Eddie Martinez: Nomader
Eddie Martinez will represent the Republic of San Marino at the 60th International Art Exhibition - La Biennale di Venezia. Curated by Alison M. Gingeras, the Nomader project will present a new body of works by the American artist, conceived specifically for La Fucina del Futuro (5063B Calle San Lorenzo, Castello), the same location as the Pavilion for the Biennale Architettura in 2023.
The San Marino Pavilion is designed and realised by FR Istituto d'Arte Contemporanea S.p.a., a San Marino company headed by Roberto Felicetti, Vincenzo Rotondo and Alessandro Bianchini, with the support of the Secretary of State for Education and Culture and the supervision of Commissioner Paolo Rondelli and Deputy Commissioner Riccardo Varini.
The world's oldest republic, San Marino has often looked to foreign artists for its national participation in La Biennale di Venezia. The choice pays homage to the country's history as a place of hospitality and refuge and to its present as an important tourist center and university seat of international renown, known for being open and welcoming.
The biography and conceptual underpinnings of Eddie Martinez's work relate to the multiplicity of meanings suggested by the title Strangers Everywhere, the theme proposed by Adriano Pedrosa, curator of the Biennale Arte 2024. Martinez was marked by an itinerant childhood, lacking conventional stability. During his peripatetic coming-of-age period, Martinez moved back and forth between opposite regions of the United States, bouncing from coast to coast, sometimes being uprooted more than once a year. Martinez's magpie style of appropriating fragments of imagery and themes emanates from his nomadic background. Traces of the different landscapes traversed during his youth occasionally appear in his iconography, which includes fragments of images from a nomadic life, revisited and transformed from work to work. Martinez felt perpetually foreign, regardless of where he lived, until he put down roots in Brooklyn as an adult.

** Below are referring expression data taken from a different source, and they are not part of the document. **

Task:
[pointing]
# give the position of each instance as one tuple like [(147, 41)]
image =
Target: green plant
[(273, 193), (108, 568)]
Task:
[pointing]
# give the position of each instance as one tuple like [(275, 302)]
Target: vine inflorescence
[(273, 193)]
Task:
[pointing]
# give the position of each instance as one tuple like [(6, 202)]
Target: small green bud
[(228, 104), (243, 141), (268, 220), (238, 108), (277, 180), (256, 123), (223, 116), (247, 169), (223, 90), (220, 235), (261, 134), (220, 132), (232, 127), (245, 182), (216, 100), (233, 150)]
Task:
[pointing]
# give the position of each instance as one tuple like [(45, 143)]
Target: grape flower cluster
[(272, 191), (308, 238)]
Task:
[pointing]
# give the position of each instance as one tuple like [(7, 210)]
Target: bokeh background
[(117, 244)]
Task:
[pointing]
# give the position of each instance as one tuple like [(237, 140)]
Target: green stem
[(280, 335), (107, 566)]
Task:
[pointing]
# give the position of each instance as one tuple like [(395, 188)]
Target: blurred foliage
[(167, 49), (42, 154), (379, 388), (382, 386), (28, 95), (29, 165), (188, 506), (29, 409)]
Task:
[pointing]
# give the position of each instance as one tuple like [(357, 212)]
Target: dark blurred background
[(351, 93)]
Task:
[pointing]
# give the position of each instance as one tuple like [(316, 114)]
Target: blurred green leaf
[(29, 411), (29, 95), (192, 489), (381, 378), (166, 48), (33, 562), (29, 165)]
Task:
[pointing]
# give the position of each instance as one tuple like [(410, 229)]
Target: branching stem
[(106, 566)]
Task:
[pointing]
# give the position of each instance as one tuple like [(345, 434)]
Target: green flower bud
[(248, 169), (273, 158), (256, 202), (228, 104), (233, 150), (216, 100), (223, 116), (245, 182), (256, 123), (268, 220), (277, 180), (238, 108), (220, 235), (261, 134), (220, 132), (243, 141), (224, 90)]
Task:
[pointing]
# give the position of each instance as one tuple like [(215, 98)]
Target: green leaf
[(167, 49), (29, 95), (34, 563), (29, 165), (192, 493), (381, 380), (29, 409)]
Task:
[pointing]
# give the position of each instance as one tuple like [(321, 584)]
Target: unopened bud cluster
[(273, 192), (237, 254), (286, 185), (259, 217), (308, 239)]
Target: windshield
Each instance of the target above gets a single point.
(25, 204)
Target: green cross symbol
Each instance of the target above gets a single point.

Drawing was the element that gave Martinez continuity throughout his life, having begun his practice at a young age. Even when he was constantly traveling, portable materials allowed him to invest in drawing as a core practice, which has been the backbone of his work ever since. Drawing provided Martinez with a sense of home, giving him comfort and allowing him to explore his imagination; in turn, drawing became the generative engine of his painting and sculptural practices.